The organization of chromatin is closely linked to gene expression and the cell's proper function, so any problems in chromatin structure can have detrimental effects, including the development of cancer.
A common event in around 30% of all human cancers is "whole genome doubling" (WGD), whereby the entire set of chromosomes in a cell is duplicated. WGD leads to genomic instability inside the cell, which can result in chromosomal alterations and other mutations that contribute to the development of cancer.
Now, a team of researchers led by Elisa Oricchio at EPFL and Giovanni Ciriello at UNIL, has uncovered a new clue as to how WGD drives cancer. In a study published in Nature, the scientists show that WGD can affect the 3D organization of the chromatin inside the cell through a phenomenon called "loss of chromatin segregation."

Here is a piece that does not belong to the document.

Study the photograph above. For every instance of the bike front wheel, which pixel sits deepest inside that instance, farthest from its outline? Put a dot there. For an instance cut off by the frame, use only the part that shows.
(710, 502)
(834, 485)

The researchers looked at cells that lack the tumor suppressor gene p53, making them prone to WGD. They found that WGD leads to a reduction in the segregation of chromatin's structural elements, such as loops, domains, and compartments, upending its careful organization in the cell.
The result is a mixing of genetic material that is normally kept separate, changing the position of genomic regions in the 3D space, known as "sub-compartment repositioning." This sets the stage for the activation of oncogenes, which are genes that contribute to the development of cancer.
The researchers also found that the effects of WGD on chromatin organization are largely independent of chromosomal alterations, meaning that loss of chromatin segregation and chromosomal instability are complementary mechanisms that work together to promote cancer development.
The work provides a new way of looking at the role of WGD and chromatin organization in the development of cancer. In the future, highly multiplexed single-cell molecular profiles, combined with barcoding technologies and new computational approaches, could help to further uncover what role disorganization of chromatin's 3D structure plays in transforming a cell into a cancerous one.